C’est cela qui fait de Nadia Reid plus qu’un troubadour vagabond. Pour elle, faire de la musique est une nécessité, et à travers cela, elle a trouvé sa place dans le monde. Comme les docteurs sauvent des vies, les vrais artistes contemplent leur raison d’être, et comme si elle envoyait une carte postale dans ville natale de Port Chalmers, “Out Of My Province” montre encore plus la trajectoire en expansion de Nadia. Elle sort cette fois de sa zone de confort, son incroyable voix réconfortant les âmes et soignant aussi la sienne. « En tant qu’artiste, progresser est fondamental. Je veux constamment changer, repousser mes limites, me sentir grandir. C’est bon pour nous », dit-elle. « Pour moi, ce sont les gens qui sont importants, plus que les lieux. Si le courant passe avec quelqu’un, je me souviendrai de ça, mieux que d’un monument historique ou que d’une vue. C’est pour ça que je fais ça. »
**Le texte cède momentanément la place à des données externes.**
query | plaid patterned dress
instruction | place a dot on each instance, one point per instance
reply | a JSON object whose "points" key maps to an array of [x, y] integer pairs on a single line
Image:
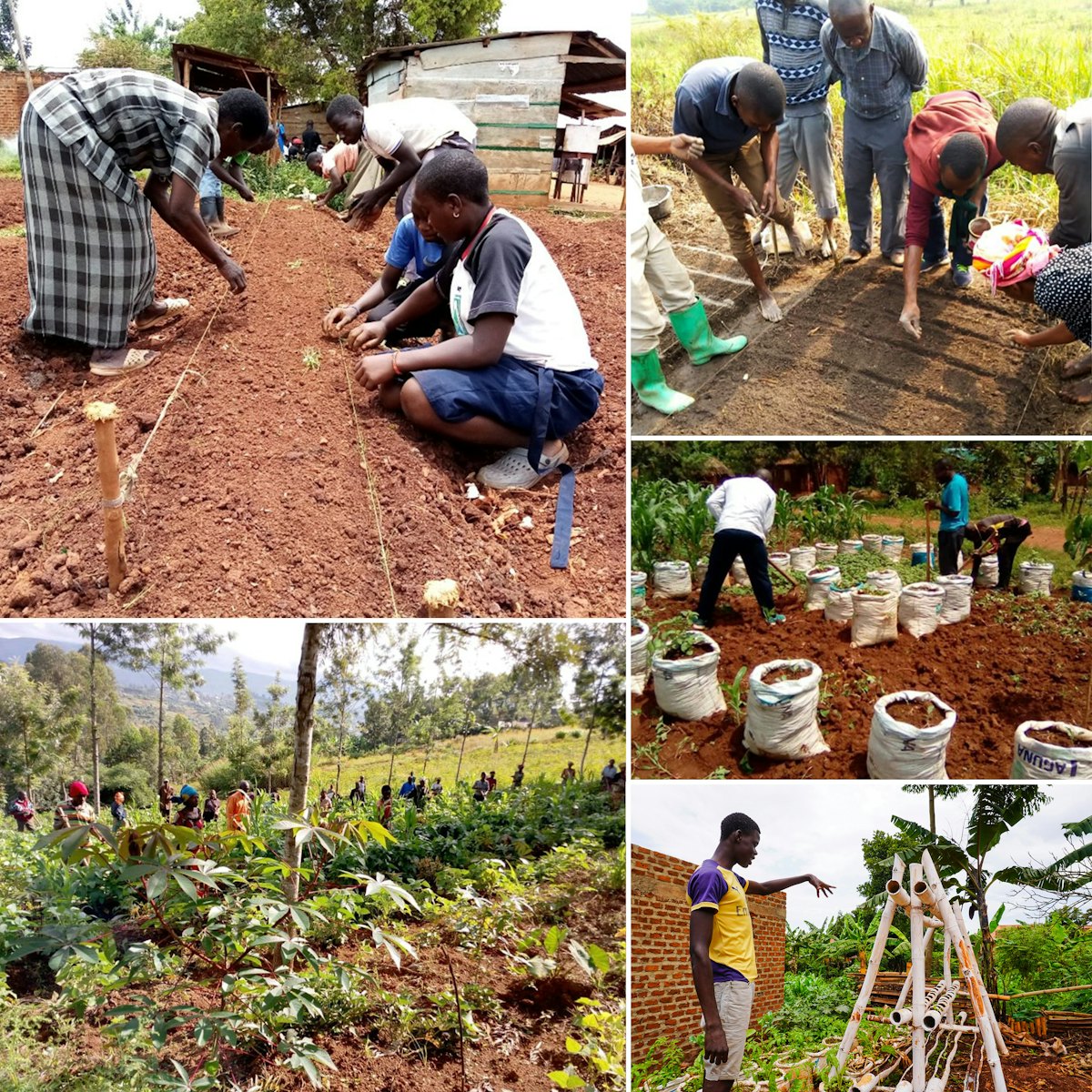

Entre le fait de tourner en Europe, de faire une apparition dans l’émission Later… with Jools Holland et de chanter avec l’Orchestre Philarmonique d’Auckland, “Out Of My Province” est le son d’une jeune artiste qui commence à être en vue pour des publics internationaux et dont le monde a changé sous ses yeux. « Je suis allée passer deux semaines en Italie, sur la côte Amalfitaine. Pour être vraiment seule. Et pour écrire. C’est là que j’ai écrit “The Other Side Of The Wheel”. De cette expérience a découlé beaucoup de composition future.”

D’autres voyages ont suivi lorsque, devant l’enthousiasme de Ben Baldwin de Spacebomb après qu’il ait vu son set au Festival Green Man, Nadia s’est retrouvée au téléphone pour un long appel transatlantique avec le coproducteur Matthew E. White. « Après ça, j’avais un bon feeling » se rappelle-t-elle. « On s’est très bien entendus. Ça a été crucial pour moi de savoir que des gens à Richmond en Virginie étaient autant enthousiastes à l’idée de travailler avec moi. » Se retrouvant à l’autre bout du monde, Nadia est allée aux studios Spacebomb avec le guitariste Sam Taylor. Ils ont rejoint Cameron Ralston (basse et contrebasse), Brian Wolfe (batterie), Daniel Clarke (orgue, piano et claviers) et le producteur Trey Pollard, qui s’est occupé des arrangements pour les cordes, les cuivres et le piano, et Rhodes, pour donner à l’album une profondeur dans le son que Nadia avait toujours imaginé. « Quand nous sommes arrivés, ça nous a paru bien et naturel. Ils avaient une vision bien précise. Parfois, plus précise que la mienne. On peut dire que je les ai en quelque sort suivis aveuglément. J’ai écrit les chansons et j’y ai cru. C’est tout ce que je sais vraiment. Tout le monde a été extrêmement accueillant et positif. »

Terminé chez elle a Dunedin, le titre “Best Thing” rappelle les moments les plus tendres de PJ Harvey, et la ballade country “High & Lonely” observe son voyage avec une maturité parfaite, comme elle chante : “They say that suffering will make a woman wiser /  I have been asked if I am some sort of survivor / All I know is I have kept myself steady / I walk that line between the darkness and the ready.” Ailleurs, la douce valse de chaque corde s’envole sur “All of My Love”, une chanson d’amour moderne écrite après une soirée du nouvel an à Levin, et la libre “Oh Canada” a été inspirée par ses artistes préférés tels que Rufus Wainwright, Joni Mitchell, Leif Vollebekk et Andy Shauf. “Une bonne partie du monde peut sembler triste à certains moments, mais d’un autre côté, la vie est si belle et tendre que l’art, la musique et la nature deviennent nos baumes. Regarder les gens chanter et danser, ça me guérit. Marcher dans les collines, ça me guérit. Je me sens privilégiée de faire partie de cette guérison.”